Free-market conservatives believe that they have an answer to that point as well. They say that the problem is the government intervention in the first place. The government undermines the disciplining effect of the market when it provides deposit insurance and bails out banks or auto companies.
Taking the Free-Market Perspective to Its Logical Conclusion
Yet such a view has no logical stopping point. In a minimally decent and economically stable society, government will enact laws that protect innocent people against the avarice and incompetence of their fellow citizens, as well as against the vicissitudes of the market. Deposit insurance is one example of such a measure even though—in the absence of compensating regulation—it reduces the disciplining effect of the market by diminishing depositors’ need to investigate whether banks are financially sound and honest.
No serious politician has demanded the abolition of the FDIC, at least not yet. And that is not only because it is widely appreciated that there must be at least one kind of financial institution—commercial banks—in which even unsophisticated savers can safely store their money. It is also because the harm caused by a series of bank failures would reach well beyond the depositors; systemic bank failures would harm everybody.

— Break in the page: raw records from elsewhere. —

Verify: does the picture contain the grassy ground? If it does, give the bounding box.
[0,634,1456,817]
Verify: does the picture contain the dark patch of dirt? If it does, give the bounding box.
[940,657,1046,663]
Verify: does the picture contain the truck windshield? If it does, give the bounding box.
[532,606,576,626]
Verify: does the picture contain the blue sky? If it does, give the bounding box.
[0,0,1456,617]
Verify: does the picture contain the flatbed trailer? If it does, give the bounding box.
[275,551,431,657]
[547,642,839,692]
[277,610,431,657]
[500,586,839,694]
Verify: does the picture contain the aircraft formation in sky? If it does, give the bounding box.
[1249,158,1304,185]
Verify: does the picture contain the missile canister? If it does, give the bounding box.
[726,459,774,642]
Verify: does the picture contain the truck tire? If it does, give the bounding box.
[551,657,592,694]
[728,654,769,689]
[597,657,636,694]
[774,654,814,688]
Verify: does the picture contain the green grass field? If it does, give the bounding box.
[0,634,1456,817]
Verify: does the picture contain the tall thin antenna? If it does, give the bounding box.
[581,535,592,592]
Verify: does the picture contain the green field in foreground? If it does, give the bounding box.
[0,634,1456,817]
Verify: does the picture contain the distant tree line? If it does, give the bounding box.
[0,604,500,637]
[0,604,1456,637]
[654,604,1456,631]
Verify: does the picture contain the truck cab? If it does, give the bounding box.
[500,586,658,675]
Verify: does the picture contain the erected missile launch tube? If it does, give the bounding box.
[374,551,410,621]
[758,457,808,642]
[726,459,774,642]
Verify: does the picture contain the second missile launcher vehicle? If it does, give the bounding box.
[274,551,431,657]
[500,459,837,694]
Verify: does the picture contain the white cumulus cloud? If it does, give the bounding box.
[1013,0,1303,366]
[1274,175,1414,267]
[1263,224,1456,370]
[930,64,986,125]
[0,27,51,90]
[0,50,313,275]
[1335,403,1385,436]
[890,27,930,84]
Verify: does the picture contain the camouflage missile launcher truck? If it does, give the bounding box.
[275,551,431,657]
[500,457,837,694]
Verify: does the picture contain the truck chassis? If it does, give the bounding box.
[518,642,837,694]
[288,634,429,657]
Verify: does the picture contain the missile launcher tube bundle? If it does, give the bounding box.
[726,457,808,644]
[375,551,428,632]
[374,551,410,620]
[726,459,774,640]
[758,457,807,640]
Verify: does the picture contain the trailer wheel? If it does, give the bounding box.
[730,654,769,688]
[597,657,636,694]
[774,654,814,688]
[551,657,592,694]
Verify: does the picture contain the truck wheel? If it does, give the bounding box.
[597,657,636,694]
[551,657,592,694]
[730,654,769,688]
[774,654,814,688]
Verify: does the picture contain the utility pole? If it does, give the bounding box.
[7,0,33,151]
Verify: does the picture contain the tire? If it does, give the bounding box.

Nonetheless, political conservatives have embraced the market-discipline argument in other contexts. Although one can find denunciations of the bank bailouts at Occupy encampments, such denunciations are positively de rigueur at Tea Party rallies. Likewise, despite his Michigan roots, Mitt Romney opposed the government bailout of the auto industry.
The debate over “Obamacare” gives us the most chilling example of conservatives’ willingness to tackle what they consider government-created distortions of the market by throwing out the baby with the bathwater. By law, hospitals may not turn away emergency patients, even if they lack health insurance. But as the old adage states, an ounce of prevention is worth a pound of cure—and so it is very expensive for the public to “insure” the uninsured through free emergency room care. Consequently, at least some of the impetus for the effort to extend ordinary health insurance via the Patient Protection and Affordable Care Act (PPACA) was the hope of saving money in the long run.
Yet some conservatives—including Justice Scalia during the oral argument on the PPACA’s constitutionality earlier this year—have argued for a simpler, if more brutal solution: Do not treat the uninsured. One might think that this is a reductio ad absurdum of the conservative position that markets will work if only government gets out of the way. Sadly, it is not. As the debate over financial regulation illustrates, this sort of thinking appears to be gaining ground.